Here a note should be included on the countless private foundations mushrooming from Turkey to China. These could be easily dismissed as “vanity projects” (and many of them are precisely that) but as Savita Apte pointed out, several public museums in the West began either as or with private collections. In certain contexts such as India, private museums are also the only institutions available. “You have to start somewhere,” she said.
5. A broad spectrum of public institutions
While commercial galleries are critical in getting new art out of the studio and in the public eye, the task of writing history falls largely onto nonprofit institutions. A first solo show in a major museum remains a landmark in any artist’s career, and institutional exhibitions make an artist’s pedigree more than any gallery show, no matter how prestigious. Museums are also the guardians of memory, revisiting art history: They give it a new relevance, which in turns feeds contemporary culture.
6. An engaged audience (otherwise, what’s the point?)

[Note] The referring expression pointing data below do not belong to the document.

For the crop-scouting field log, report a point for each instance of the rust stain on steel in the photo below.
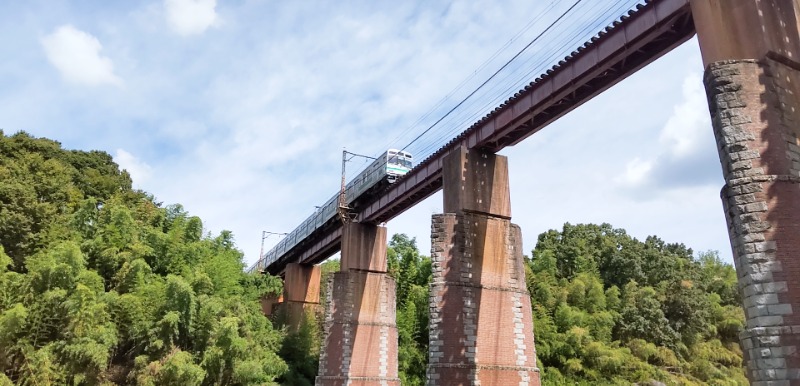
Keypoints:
(638, 38)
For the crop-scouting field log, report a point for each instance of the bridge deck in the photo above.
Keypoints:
(634, 41)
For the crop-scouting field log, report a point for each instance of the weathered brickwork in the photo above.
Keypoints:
(360, 342)
(754, 109)
(480, 312)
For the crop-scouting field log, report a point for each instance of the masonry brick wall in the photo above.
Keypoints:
(754, 108)
(481, 328)
(360, 342)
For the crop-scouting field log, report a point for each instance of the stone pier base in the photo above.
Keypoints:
(481, 324)
(360, 341)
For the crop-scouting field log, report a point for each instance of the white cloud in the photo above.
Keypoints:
(685, 155)
(138, 169)
(191, 17)
(637, 172)
(76, 55)
(684, 131)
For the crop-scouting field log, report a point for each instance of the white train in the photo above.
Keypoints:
(384, 170)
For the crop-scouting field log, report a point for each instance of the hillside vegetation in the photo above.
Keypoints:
(100, 284)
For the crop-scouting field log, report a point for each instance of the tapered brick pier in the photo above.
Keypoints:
(360, 343)
(750, 49)
(481, 327)
(300, 298)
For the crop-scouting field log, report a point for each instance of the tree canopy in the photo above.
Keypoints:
(100, 284)
(611, 309)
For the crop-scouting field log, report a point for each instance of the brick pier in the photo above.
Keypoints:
(752, 79)
(300, 298)
(360, 340)
(481, 327)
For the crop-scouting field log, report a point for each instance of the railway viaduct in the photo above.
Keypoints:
(481, 330)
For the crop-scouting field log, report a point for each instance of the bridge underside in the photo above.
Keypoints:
(617, 52)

It’s all very well to have art shows and art fairs, but that does little good if no one is interested. The question of audiences is at the heart of any debate on art capitals. This often means art education: at school, as part of the curriculum (although leading British politicians would disagree), and more generally as part of the mainstream media. Art has to exist within a discursive environment, otherwise it remains marginalized amid the rarefied atmosphere of a self-appointed cultural elite.
7. A strategic spot (to exist, you need space!)

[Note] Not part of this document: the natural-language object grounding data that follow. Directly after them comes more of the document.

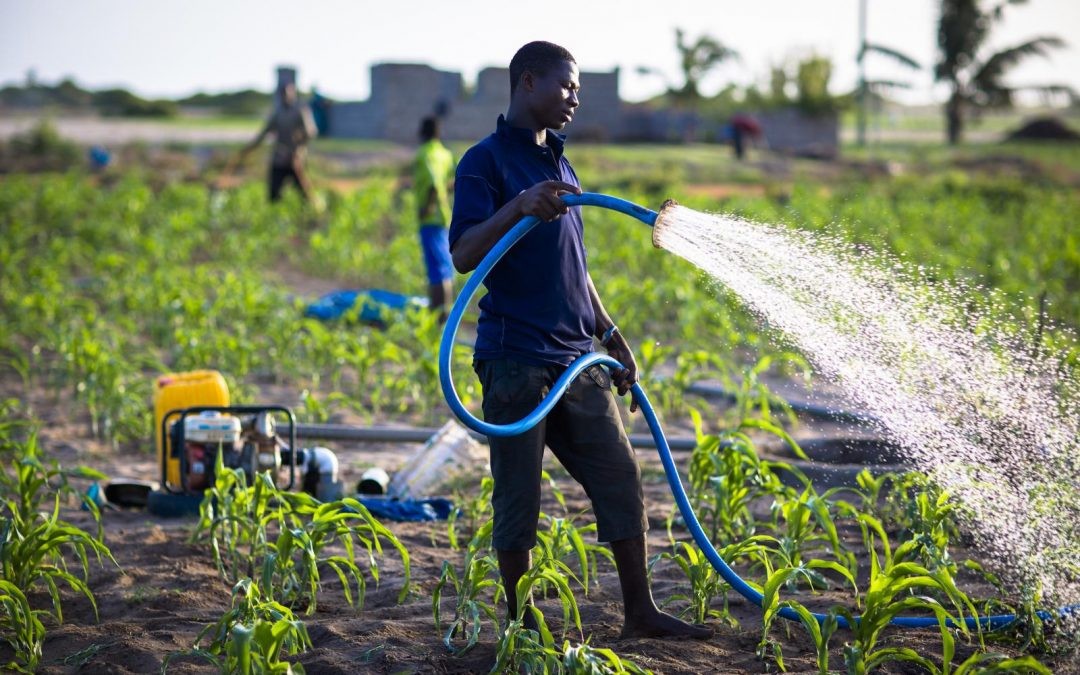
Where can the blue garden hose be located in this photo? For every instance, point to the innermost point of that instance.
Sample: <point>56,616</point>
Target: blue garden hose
<point>446,349</point>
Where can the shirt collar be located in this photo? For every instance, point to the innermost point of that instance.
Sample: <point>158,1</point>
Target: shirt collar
<point>517,134</point>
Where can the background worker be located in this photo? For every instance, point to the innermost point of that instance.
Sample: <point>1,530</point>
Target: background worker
<point>540,313</point>
<point>292,126</point>
<point>432,183</point>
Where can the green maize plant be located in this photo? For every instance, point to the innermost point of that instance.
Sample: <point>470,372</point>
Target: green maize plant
<point>889,595</point>
<point>583,658</point>
<point>293,561</point>
<point>35,545</point>
<point>251,637</point>
<point>476,592</point>
<point>755,401</point>
<point>801,525</point>
<point>239,521</point>
<point>550,572</point>
<point>525,650</point>
<point>21,628</point>
<point>930,524</point>
<point>820,632</point>
<point>235,517</point>
<point>726,476</point>
<point>565,541</point>
<point>771,605</point>
<point>990,663</point>
<point>705,584</point>
<point>474,508</point>
<point>1027,632</point>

There’s no point trying to kickstart an art capital half an hour from an existing cultural hub. Existing art centres have a tendency to attract anyone from hundreds of miles around—and are so self-centred that they ignore anything that’s happening elsewhere. Distance breeds difference, which in turn can be a selling point. For an artist to settle in Los Angeles rather than New York is almost a statement of intent. Glasgow has taken full advantage from distinguishing itself from London. Art hubs don’t grow in the shadow of bigger art hubs.